Posted in Dissertations, History, Louisiana, Slavery, United States on 2010-11-01 18:33Z by Steven

Making Race: The Role of Free Blacks in the Development of New Orleans’ Three-Caste Society, 1791-1812

University of Texas, Austin
May 2007
219 pages

Kenneth Randolph Aslakson, Assistant Professor of History
Union College, Schenectady, New York

Dissertation Presented to the Faculty of the Graduate School of The University of Texas at Austin in Partial Fulfillment of the Requirements for the Degree of Doctor of Philosophy The University of Texas at Austin May, 2007

“Making Race: The Role of Free Blacks in the Development of New Orleans’ Three-Caste Society, 1791-1812” excavates the ways that free people of African descent in New Orleans built an autonomous identity as a third “race” in what would become a unique racial caste system in the United States. I argue that in the time period I study, which encompasses not only the Louisiana Purchase of 1803, but also the rise of plantation slavery and the arrival of over twelve thousand refugees from the revolution torn French West Indies, New Orleans’s free blacks took advantage of political, cultural and legal uncertainty to protect and gain privileges denied to free blacks elsewhere in the South. The dissertation is organized around three sites in which free blacks forged and articulated a distinct collective identity: the courtroom, the ballroom, and the militia. This focus on specific spaces of racial contestation allows me to trace the multivalent development of racial identity. “Making Race” brings together the special dynamism of the Atlantic world in the Age of Revolution with the ability of individuals to act within structures of power to shape their surroundings.
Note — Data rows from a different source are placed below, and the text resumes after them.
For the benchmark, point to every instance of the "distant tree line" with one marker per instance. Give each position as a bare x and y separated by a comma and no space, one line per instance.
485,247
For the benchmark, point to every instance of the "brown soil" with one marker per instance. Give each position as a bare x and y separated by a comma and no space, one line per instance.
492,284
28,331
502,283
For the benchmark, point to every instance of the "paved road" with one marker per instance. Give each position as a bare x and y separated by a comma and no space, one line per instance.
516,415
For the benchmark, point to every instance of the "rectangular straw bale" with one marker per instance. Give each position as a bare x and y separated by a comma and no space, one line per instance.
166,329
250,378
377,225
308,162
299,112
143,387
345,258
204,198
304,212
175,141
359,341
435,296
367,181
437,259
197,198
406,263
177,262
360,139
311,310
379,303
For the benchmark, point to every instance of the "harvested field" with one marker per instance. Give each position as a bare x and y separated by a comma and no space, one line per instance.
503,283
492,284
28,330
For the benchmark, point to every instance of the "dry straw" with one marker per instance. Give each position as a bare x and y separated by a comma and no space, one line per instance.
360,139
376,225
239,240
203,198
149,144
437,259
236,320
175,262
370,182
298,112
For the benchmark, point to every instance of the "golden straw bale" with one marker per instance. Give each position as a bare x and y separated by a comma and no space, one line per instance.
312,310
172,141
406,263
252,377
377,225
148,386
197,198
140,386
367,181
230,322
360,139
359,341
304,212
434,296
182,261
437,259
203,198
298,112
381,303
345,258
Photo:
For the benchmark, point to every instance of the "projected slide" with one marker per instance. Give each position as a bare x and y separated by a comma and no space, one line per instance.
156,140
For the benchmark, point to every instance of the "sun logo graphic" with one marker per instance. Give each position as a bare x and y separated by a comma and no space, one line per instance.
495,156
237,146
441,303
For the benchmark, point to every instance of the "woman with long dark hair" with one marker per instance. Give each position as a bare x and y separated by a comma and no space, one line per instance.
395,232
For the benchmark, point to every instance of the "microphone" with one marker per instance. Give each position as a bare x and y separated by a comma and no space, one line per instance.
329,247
I show that changing political regimes (in the time period I study New Orleans was ruled by the Spanish, the French and the Americans) together with the socio-economic, ideological and demographic impact of the Haitian Revolution created opportunities for new social and legal understandings of race in the Crescent City. More importantly, however, I show how members of New Orleans’s free black community, strengthened numerically and heavily influenced by thousands of gens de couleur refugees of the Haitian Revolution, shaped the racialization process by asserting a collective identity as a distinct middle caste, contributing to the creation of a tri-racial system.

Table of Contents

  • Introduction
    • Free Blacks in Slave Societies
    • Race and Revolution in the Atlantic World
    • The Laws and Legal Systems in Racially Based Slave Societies
    • Organization of the Dissertation
  • Chapter 1 Racial Identity Formation in a Burgeoning Port City
  • Chapter 2 “When the Question is Slavery or Freedom:” The Legal Construction of Three Races in Early New Orleans
    • New Orleans in the Age of Slavery and Revolution
    • Making Slavery: The Precariousness of Freedom
    • Making Freedom: Status Suits in the New Orleans City Court
    • Making Race: The Legal Resolution of the Slave-Free Paradox
    • Conclusion
  • Chapter 3 The Power of Weakness: Free Black Women in the New Orleans City Court
    • Black Litigation in Spanish Louisiana and the Impact of the Louisiana Purchase
    • Escape From Marriage Law: The Litigiousness of Free Women of African Descent
    • The Power of Weakness: Fraud and Assault Cases in the New Orleans City Court
    • The New Racial Order: Changing Color and Changing Laws
    • Conclusion
  • Chapter 4 The Politics of Dancing: Control, Resistance, and Identity in the Early New Orleans Ballroom
    • Fear of Black Dancing and the Origins of the Public Ball
    • Vice, Violence, and the Origins of the (Tri-) Colored Balls
    • The Great Purchase, Immigration, and the Segregation of Dancing Centers
    • Control, Resistance, Identity and the Origins of the Quadroon Balls.143
    • Conclusion
  • Chapter 5 “We Shall Serve with Fidelity and Zeal:” The Citizen-Soldiers of the Free Colored Militia
    • The Demographics of Defense: Free Colored Militias in New World Slave Societies
    • Fear and Opportunity: the Free Colored Militia in Spanish Louisiana During the Age of Revolution
    • “Free Citizens of Louisiana:” The Free Colored Militia in Territorial New Orleans
    • The Militia’s Swansong: Andrew Jackson and the Battle of New Orleans
    • Conclusion
  • Conclusion “In [and Outside] the Eye of Louisiana Law:” Creole of Color Identity Before and After Plessy
  • Bibliography
  • Vita

Introduction

In October of 2003, having recently arrived in New Orleans to do research for this dissertation, I attended the “Creole Studies Consortium” held at Tulane University. Most of the people attending this gathering (which was part academic conference, part genealogical convention, and part family reunion) called themselves “Creoles of color” or simply “Creoles,” though it soon became clear to me that there was some disagreement as to the precise meaning of this term. For some, a Creole is someone whose ancestors were free people of color when slavery still existed in Louisiana. For others, the European ancestors of Creoles must have been of Spanish or (preferably) French descent. The most exclusive definition holds that a true Creole can trace his or her French and African ancestry back to the colonial period in Louisiana before the Louisiana Purchase. Nevertheless, all agreed that a Creole is a person whose ancestors were free and of mixed European and African descent with roots in pre-Civil War Louisiana. While they do not deny their partial African ancestry, most of Louisiana’s present day Creoles do not self identify as “black” or even “African-American,” even though most people from outside of the state Louisiana (and many within) would consider them to be such.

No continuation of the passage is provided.